Nicht nur im spanischen Staat
Auch in der Bundesrepublik verfolgten unterschiedliche Regierungen in den letzten Jahrzehnten ähnliche Pläne wie die spanischen Regierungen. Aus Geldern der öffentlichen Rentenkasse wurden Gelder unter anderem zur Finanzierung der sogenannten “deutschen Wiedervereinigung“ entnommen, die Lebensarbeitszeit wurde angehoben und die Privatisierung des Rentensystems spätestens seit der Ära Schröder vorangetrieben.

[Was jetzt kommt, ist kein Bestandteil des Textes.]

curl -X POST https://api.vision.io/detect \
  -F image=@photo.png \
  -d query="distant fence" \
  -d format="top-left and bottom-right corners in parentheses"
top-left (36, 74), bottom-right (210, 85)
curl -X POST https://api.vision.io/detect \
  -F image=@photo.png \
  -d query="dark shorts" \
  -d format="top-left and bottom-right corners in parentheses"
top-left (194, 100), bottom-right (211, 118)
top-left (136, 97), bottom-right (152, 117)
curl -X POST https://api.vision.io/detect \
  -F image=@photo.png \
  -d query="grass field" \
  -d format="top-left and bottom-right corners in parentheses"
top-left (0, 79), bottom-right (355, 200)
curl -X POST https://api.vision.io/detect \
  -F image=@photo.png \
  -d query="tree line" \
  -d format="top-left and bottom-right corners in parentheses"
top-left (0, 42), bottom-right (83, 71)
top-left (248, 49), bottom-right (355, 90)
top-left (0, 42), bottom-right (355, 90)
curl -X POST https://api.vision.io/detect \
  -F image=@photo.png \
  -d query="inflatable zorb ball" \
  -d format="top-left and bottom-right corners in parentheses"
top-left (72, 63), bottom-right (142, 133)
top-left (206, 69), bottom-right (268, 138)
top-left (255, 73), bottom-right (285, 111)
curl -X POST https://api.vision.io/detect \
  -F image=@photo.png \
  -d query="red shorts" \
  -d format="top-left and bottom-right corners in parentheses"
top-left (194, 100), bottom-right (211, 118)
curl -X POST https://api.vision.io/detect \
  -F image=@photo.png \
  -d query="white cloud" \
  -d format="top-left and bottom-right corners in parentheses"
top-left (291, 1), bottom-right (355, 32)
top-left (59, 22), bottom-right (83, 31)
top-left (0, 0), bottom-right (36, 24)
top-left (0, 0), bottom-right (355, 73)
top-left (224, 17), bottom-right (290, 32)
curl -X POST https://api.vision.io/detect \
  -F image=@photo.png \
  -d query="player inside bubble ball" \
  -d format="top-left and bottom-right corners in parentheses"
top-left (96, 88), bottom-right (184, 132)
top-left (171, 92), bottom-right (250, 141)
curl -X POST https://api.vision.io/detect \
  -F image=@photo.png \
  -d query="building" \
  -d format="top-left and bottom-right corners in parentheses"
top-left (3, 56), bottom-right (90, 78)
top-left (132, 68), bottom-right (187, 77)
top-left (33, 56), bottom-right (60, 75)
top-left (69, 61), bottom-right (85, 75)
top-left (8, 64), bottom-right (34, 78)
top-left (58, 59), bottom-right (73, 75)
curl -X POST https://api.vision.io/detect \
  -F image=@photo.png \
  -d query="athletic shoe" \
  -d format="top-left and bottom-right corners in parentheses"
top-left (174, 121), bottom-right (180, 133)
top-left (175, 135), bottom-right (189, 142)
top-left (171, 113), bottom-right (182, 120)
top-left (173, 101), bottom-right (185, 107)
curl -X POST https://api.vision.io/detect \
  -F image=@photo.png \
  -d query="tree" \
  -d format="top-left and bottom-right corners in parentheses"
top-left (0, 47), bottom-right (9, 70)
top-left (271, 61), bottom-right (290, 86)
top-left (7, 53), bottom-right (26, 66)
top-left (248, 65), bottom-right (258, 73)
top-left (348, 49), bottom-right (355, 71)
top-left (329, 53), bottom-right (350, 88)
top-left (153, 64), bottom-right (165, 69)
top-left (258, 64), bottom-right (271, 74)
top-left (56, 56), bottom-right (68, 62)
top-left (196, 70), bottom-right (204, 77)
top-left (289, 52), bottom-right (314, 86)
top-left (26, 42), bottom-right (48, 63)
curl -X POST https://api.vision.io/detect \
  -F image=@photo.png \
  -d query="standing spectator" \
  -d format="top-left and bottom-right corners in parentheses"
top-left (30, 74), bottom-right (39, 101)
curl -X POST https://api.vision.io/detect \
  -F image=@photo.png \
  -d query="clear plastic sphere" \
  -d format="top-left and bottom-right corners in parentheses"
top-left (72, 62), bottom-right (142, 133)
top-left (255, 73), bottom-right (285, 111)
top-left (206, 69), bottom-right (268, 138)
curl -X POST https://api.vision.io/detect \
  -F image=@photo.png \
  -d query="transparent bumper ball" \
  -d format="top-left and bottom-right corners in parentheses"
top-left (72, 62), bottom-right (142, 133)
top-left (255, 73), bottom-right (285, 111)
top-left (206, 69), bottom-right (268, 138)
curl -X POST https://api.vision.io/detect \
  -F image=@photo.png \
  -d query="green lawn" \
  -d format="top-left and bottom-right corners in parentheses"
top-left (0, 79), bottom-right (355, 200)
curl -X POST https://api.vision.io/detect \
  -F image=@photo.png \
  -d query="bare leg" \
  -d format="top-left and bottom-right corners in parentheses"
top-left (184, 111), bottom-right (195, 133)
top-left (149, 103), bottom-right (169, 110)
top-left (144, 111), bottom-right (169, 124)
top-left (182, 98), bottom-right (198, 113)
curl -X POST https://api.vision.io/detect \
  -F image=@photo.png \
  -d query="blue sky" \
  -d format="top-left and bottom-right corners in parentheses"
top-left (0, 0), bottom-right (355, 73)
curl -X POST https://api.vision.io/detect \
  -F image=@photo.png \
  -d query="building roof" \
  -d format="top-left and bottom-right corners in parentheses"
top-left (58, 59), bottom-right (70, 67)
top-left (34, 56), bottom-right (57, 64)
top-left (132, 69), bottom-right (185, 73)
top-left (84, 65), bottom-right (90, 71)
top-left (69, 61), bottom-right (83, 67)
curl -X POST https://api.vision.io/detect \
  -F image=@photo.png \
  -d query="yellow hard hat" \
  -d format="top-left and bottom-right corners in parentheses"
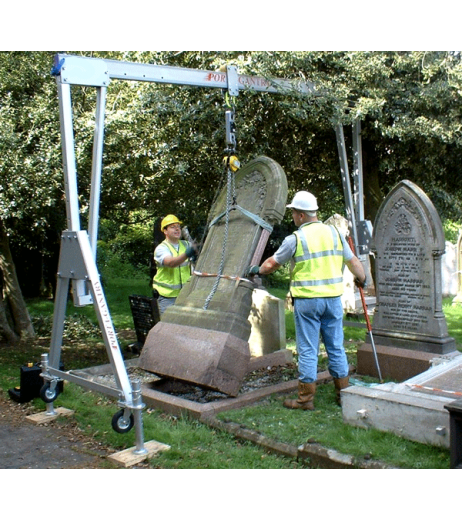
top-left (160, 214), bottom-right (183, 231)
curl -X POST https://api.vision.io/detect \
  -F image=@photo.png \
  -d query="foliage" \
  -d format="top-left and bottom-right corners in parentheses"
top-left (0, 51), bottom-right (462, 338)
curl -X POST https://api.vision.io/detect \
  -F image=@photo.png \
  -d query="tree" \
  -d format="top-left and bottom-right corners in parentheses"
top-left (0, 51), bottom-right (462, 342)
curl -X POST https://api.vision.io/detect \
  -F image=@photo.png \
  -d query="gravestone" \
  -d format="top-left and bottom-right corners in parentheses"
top-left (140, 157), bottom-right (287, 396)
top-left (358, 181), bottom-right (456, 379)
top-left (249, 288), bottom-right (286, 357)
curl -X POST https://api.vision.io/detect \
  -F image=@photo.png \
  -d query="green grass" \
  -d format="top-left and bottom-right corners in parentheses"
top-left (0, 268), bottom-right (462, 469)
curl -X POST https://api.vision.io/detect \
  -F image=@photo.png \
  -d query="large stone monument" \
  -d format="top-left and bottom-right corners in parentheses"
top-left (140, 157), bottom-right (287, 396)
top-left (358, 181), bottom-right (456, 380)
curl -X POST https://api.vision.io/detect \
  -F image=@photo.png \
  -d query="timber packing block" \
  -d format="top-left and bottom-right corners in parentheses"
top-left (139, 156), bottom-right (287, 396)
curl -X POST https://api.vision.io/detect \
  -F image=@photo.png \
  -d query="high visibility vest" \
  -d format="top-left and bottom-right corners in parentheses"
top-left (290, 222), bottom-right (344, 298)
top-left (152, 241), bottom-right (191, 298)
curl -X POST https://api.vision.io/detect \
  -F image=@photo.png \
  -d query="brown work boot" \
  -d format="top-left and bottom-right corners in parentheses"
top-left (283, 382), bottom-right (316, 411)
top-left (334, 376), bottom-right (350, 405)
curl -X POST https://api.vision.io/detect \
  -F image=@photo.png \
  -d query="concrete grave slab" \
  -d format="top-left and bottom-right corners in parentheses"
top-left (342, 353), bottom-right (462, 448)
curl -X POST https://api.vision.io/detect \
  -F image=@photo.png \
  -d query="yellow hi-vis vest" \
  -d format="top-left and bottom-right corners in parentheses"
top-left (290, 222), bottom-right (344, 298)
top-left (152, 241), bottom-right (191, 298)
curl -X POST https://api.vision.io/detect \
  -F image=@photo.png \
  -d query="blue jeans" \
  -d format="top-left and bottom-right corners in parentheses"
top-left (294, 297), bottom-right (348, 383)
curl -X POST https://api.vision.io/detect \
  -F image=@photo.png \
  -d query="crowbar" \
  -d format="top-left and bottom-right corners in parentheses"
top-left (348, 235), bottom-right (383, 383)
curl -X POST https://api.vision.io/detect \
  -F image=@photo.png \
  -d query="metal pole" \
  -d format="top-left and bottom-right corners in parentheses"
top-left (88, 87), bottom-right (107, 258)
top-left (348, 236), bottom-right (383, 383)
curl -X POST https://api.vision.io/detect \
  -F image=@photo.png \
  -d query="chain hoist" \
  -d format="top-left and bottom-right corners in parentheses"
top-left (204, 92), bottom-right (241, 310)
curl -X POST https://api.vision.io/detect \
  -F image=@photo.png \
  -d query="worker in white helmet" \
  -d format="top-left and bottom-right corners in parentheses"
top-left (152, 214), bottom-right (197, 314)
top-left (247, 191), bottom-right (366, 410)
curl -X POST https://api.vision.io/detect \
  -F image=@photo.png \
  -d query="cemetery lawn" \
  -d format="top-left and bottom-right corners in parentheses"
top-left (0, 279), bottom-right (456, 469)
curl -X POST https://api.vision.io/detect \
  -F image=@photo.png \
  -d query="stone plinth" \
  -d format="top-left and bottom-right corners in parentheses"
top-left (140, 157), bottom-right (287, 396)
top-left (249, 289), bottom-right (286, 357)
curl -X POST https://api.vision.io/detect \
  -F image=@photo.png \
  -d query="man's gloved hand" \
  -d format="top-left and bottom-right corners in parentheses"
top-left (245, 266), bottom-right (260, 277)
top-left (186, 246), bottom-right (197, 262)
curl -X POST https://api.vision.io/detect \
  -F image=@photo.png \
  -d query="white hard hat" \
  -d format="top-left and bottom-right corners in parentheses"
top-left (287, 192), bottom-right (318, 212)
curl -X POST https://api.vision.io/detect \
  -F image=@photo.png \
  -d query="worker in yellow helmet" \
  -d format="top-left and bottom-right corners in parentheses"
top-left (246, 191), bottom-right (366, 411)
top-left (152, 214), bottom-right (197, 314)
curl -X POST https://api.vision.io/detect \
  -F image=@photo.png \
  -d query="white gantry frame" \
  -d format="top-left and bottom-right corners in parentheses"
top-left (45, 50), bottom-right (370, 454)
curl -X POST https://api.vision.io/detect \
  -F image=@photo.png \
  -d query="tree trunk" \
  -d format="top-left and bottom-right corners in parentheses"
top-left (0, 299), bottom-right (19, 344)
top-left (0, 220), bottom-right (35, 339)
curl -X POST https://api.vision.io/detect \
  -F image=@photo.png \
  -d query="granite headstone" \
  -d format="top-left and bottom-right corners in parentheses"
top-left (140, 157), bottom-right (287, 396)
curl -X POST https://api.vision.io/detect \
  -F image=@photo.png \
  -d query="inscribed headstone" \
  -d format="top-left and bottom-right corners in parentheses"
top-left (140, 157), bottom-right (287, 396)
top-left (372, 181), bottom-right (455, 354)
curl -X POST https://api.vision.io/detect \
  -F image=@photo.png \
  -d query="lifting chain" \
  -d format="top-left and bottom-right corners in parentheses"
top-left (203, 99), bottom-right (240, 310)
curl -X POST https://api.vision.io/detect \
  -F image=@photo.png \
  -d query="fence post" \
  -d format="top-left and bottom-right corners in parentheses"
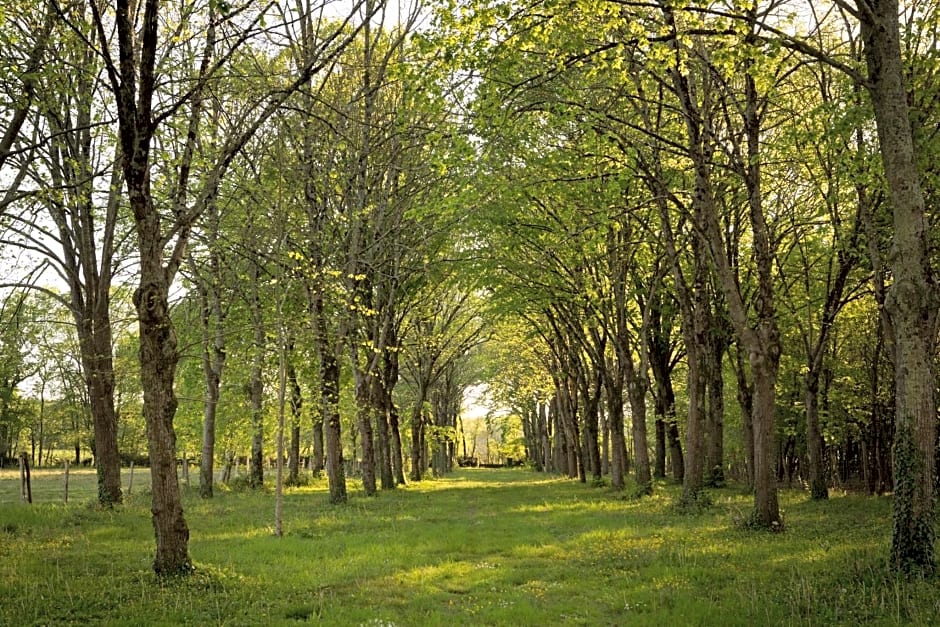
top-left (127, 459), bottom-right (134, 496)
top-left (20, 452), bottom-right (33, 503)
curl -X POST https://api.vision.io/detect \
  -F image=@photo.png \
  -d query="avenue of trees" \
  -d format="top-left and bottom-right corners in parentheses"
top-left (0, 0), bottom-right (940, 574)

Eine Abkehr von diesem Paradigma wird es auch unter der neu gewählten Scholz-Administration nicht geben.
So wissen immer mehr Rentner*innen auch in der BRD nicht mehr, wie sie von ihren Altersbezügen die explodierenden Wohn- und Energiekosten finanzieren sollen. Im ländlichen Raum ist der Rückbau der (sozialen) Infrastruktur in vollem Gange. Durch die Schließung von immer mehr Arztpraxen werden die Wege nicht nur für ältere Menschen immer weiter und beschwerlicher. Ein Diskurs über die öffentliche Altersvorsorge scheint in der BRD ausschließlich in den Strukturen von Sozialverbänden und Gewerkschaften sowie in der Partei “Die Linke“ eine größere Rolle zu spielen. In den sozialen Bewegungen spielt dieses Thema derzeit jedoch kaum eine Rolle. Ein Blick auf die iberische Halbinsel würde lohnen.
ANMERKUNGEN:
(1) “Im Unruhezustand – Im spanischen Staat mobilisiert eine breite Basisbewegung von Rentner*innen gegen den Rückbau des öffentlichen Altersversorgungs-Systems“, Analyse und Kritik, Jan Tillmanns, 2022-Februar.